Like Trump, his overseas counterparts distrust transnational organizations, such as the European Union and the United Nations; dislike (and, in some cases, actively persecute) ethnic, racial, sexual, and religious minorities; seek to control the press and the independent judiciary; abuse democratic norms; and disdain international environmental movements. On the other hand, they (again like Trump) favor nepotism in government and accept, indeed encourage, public corruption at the highest levels, especially if family members benefit.

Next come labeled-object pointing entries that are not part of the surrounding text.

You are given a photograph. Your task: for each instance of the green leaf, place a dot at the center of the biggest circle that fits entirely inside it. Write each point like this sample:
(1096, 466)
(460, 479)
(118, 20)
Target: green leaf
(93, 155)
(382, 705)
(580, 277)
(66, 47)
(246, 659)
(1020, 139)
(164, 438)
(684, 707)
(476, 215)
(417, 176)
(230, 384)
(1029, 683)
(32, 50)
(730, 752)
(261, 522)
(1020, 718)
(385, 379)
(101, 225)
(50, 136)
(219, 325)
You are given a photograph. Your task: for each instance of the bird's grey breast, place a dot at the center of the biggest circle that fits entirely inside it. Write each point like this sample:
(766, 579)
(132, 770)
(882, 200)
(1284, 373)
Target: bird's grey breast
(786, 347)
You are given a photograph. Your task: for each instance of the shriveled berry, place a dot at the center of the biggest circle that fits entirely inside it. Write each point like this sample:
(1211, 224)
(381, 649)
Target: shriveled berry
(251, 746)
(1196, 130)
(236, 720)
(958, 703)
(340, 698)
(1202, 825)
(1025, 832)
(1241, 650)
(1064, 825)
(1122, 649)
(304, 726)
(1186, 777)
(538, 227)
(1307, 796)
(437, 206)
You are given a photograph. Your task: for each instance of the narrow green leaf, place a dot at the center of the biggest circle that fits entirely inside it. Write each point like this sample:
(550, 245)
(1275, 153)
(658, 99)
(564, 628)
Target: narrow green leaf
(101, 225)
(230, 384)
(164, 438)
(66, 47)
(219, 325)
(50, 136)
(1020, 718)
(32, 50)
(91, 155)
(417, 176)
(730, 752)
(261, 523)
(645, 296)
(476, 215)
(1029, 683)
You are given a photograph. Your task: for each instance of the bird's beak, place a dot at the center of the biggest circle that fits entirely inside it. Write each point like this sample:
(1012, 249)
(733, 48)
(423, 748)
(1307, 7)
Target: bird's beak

Much of this is standard conservatism as presently constituted, but the neo-fascists carry it one step further, seeking to solidify permanent one-party rule through illegitimate means. As Hungary’s Orban, the first European leader to endorse Trump in 2016, put it, “We only have to win once, but then properly.” He himself has gerrymandered political districts, rewritten the national constitution, banned the opposition from state-owned media, and packed the courts.
These time-honored fascist techniques are reinforced by unsubtle threats of violence. Donald Trump set the tone, hinting that he had bikers and the military on his side, just in case, and supporters ready to go into the streets, should he be deposed. Gun laws have been loosened by both Bolsonaro and Salvini, the latter making assault weapons readily available while demonizing “do-gooders.” Violence has already bubbled to the surface. In Poland, where Charlottesville-like marches have occurred, the mayor of Gdansk, an opposition liberal, was assassinated. In Hungary, anti-Orban legislators were assaulted after defending press freedom.

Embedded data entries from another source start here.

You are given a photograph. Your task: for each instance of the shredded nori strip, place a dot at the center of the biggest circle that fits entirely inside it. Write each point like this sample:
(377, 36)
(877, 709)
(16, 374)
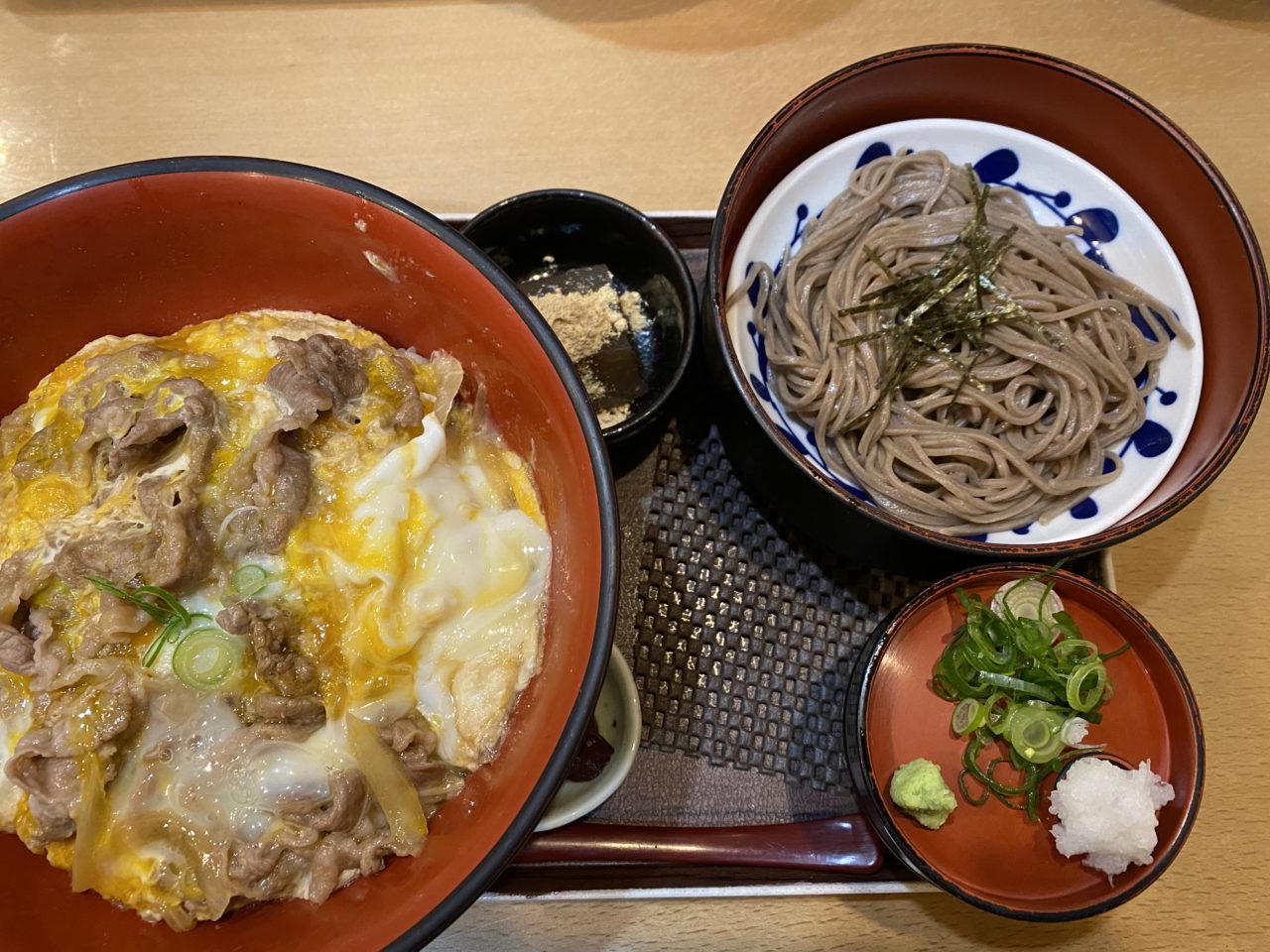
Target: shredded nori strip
(935, 309)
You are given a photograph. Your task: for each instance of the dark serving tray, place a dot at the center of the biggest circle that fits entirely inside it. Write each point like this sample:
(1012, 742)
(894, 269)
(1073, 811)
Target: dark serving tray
(742, 634)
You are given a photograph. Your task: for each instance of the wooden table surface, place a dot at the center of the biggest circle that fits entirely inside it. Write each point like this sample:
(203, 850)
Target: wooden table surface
(457, 103)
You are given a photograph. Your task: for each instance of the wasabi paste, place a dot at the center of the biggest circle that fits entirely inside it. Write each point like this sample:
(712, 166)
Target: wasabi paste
(919, 789)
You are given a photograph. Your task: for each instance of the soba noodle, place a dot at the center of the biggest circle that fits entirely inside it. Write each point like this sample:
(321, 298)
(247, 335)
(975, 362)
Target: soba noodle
(1024, 436)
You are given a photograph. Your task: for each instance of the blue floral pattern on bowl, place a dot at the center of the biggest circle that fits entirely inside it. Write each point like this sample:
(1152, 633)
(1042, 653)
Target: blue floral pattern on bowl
(1040, 172)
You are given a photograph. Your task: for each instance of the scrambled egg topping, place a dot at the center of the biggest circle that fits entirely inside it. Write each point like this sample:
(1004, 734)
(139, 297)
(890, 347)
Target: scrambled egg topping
(413, 576)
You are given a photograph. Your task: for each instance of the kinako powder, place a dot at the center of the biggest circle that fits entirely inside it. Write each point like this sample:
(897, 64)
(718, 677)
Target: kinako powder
(585, 321)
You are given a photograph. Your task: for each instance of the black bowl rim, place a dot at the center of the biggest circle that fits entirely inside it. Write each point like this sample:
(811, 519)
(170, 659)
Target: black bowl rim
(522, 825)
(866, 782)
(1118, 532)
(683, 278)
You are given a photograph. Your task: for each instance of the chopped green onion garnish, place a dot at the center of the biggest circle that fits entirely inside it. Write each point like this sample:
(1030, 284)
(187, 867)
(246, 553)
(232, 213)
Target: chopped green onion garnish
(968, 716)
(206, 657)
(160, 613)
(1020, 671)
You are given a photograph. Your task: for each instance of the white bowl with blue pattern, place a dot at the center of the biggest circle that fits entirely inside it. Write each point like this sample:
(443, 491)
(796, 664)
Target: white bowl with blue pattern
(1062, 189)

The Trump International’s ties that bind have been so far unaffected by such externalities. Trump has visited Warsaw, hailing the Kaczynski government there. In turn, the president has hosted Netanyahu, Orban, Bolsonaro (“The USA is with you”), and Prime Minister Conte, figurehead of Italy’s Salvini-dominated coalition, who offered to be his interlocutor in Europe.
But who’s that vaguely familiar, unkempt figure lurking in the shadows? Why, it’s Stephen K. Bannon, former White House Svengali. Far from gone, he’s formed a new right-wing foundation, The Movement, to provide strategy and policy direction for the international neo-fascist network. He strategizes with Orban, advises Salvini, and arranged Bolsonaro’s visit to Washington. In Trump World, bad pennies always turn up.
Wayne O’Leary is a writer in Orono, Maine, specializing in political economy. He holds a doctorate in American history and is the author of two prizewinning books.